De la vida de la selva pasó a la vida de la miseria. Se cayó de un árbol de guabo. Se rompió la columna. Le llevaron a Quito. En el hospital era nadie. No era wao. No de los que se conocen en marchas, musculosos y guerreros. Ahí, en Quito, uno más. Sin nombre. Hoy está inmóvil. Ahora vive en una casita en Coca. Se puso mal. Le dio una infección. Le llevaron a Quito nuevamente. Le operaron. Quería morir. ¡Para qué vivir así!, con un bono por aquí… con otro por allá, con un colchón regalado más allá, con mil necesidades insatisfechas.
Mario es el mayor ejemplo del abandono. Es el mayor ejemplo del maltrato al pueblo waorani, a quienes el petróleo, la madera, la falta de educación, la falta de integración a la sociedad nacional, volvieron tan frágil. Antes guerreros, hoy, mendigos de la sociedad, cazadores sin presa, recolectores en árboles sin frutos, salvo alguno que otro recurso venido de petroleras, ONG y ahora, ministerios. Gentes de mano extendida que deambulan por Coca pidiendo para la comida, para el hospedaje, para el avión, para el hospital, para medicina…
Mario. Buena gente. Ahora inválido. Sin moverse. Esperando la muerte cubierto con un toldo mientras Sofía busca quien dé para la comida de hoy. Y talvez, para la de mañana, ahora sin selva, en una casita de bloque, con las niñas correteando mientras a su padre hay que virarlo, 2 días de un lado, 2 días de otro, 2 días bocabajo.
Qué dirían Alejandro e Inés hoy, a 24 años de su muerte, viendo a su querido pueblo waorani así, vuelto nada. Ellos, que murieron entre los pequeños. Los ninguneados. Los ignorados. Sus cuerpos clavados a la tierra con enormes lanzas de chonta. Qué diría él hoy, que tanto empeño puso en que no se les llame aucas (salvajes), que pedía a gritos que se respete su territorio, su cultura, su condición y sobre todo, su dignidad. Muchos se preguntan si esas muertes fueron en vano.

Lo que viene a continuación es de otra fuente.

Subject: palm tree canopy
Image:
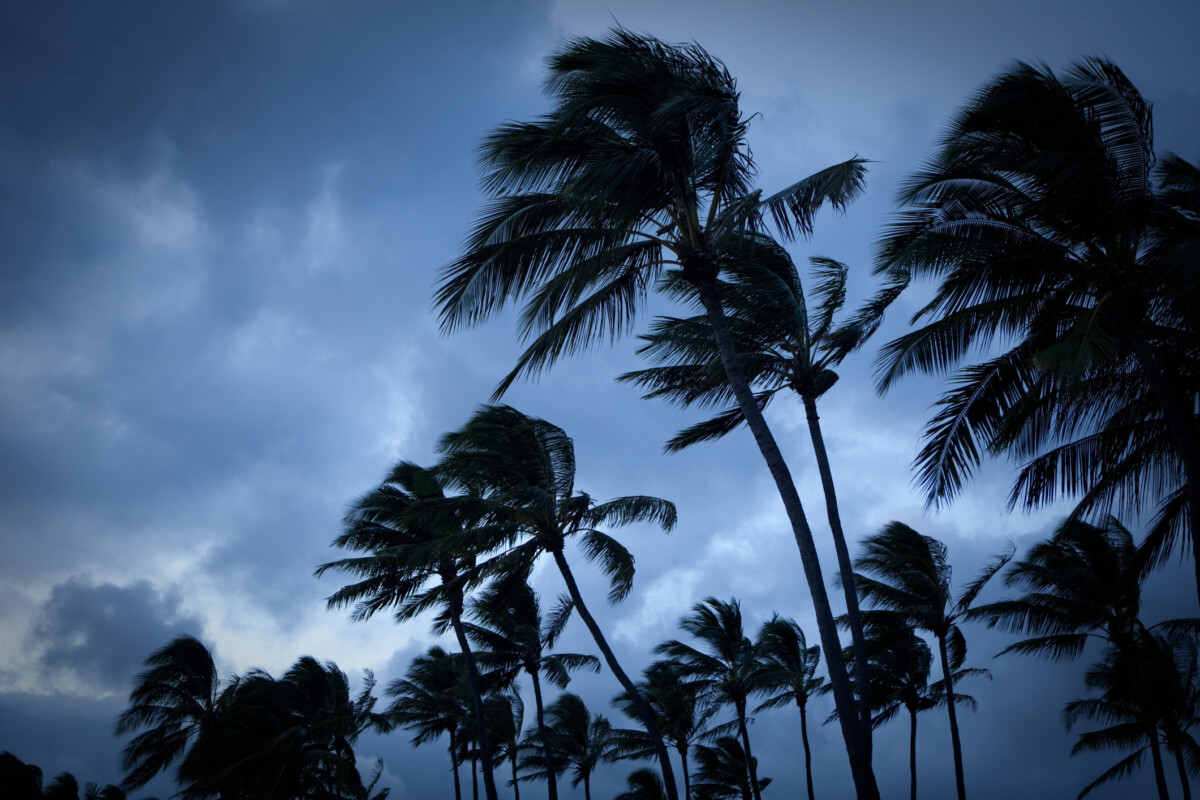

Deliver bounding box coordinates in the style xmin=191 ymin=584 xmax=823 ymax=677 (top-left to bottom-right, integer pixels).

En esos tiempos, igual que hoy, se decía que no había evidencias de presencia de pueblos ocultos en la selva. Ellos demostraron lo contrario. La muerte de Alejandro e Inés corroboró que existían, que defendían a lanza su territorio, que eran guerreros, que tenían mujeres, hijos, que vivían escondidos entre la fronda, que tenían historia, pasado y, talvez, futuro.
Muchos se preguntan si su muerte fue inútil. Algunos creemos que no fue inútil. Que hoy, y por lo pronto, el lugar de su muerte marcó la frontera petrolera y la extracción no avanzó más. Que hay leyes que los protegen, aunque éstas no se cumplan.
Dicen, porque aún lo dicen, que las evidencias de su presencia no son tales. Hoy no hay quién, como ellos, vayan a demostrar lo contrario. Sin embargo, la semilla de su sangre en la selva ha quedado en su ejemplo, en su recuerdo, en su lucha, y en la rabia que produce ver al pueblo waorani en el espejo de Mario, de Sofía, de muchos como ellos, tan desvalidos, sin selva, sin bosque, sin lanza, sin nada.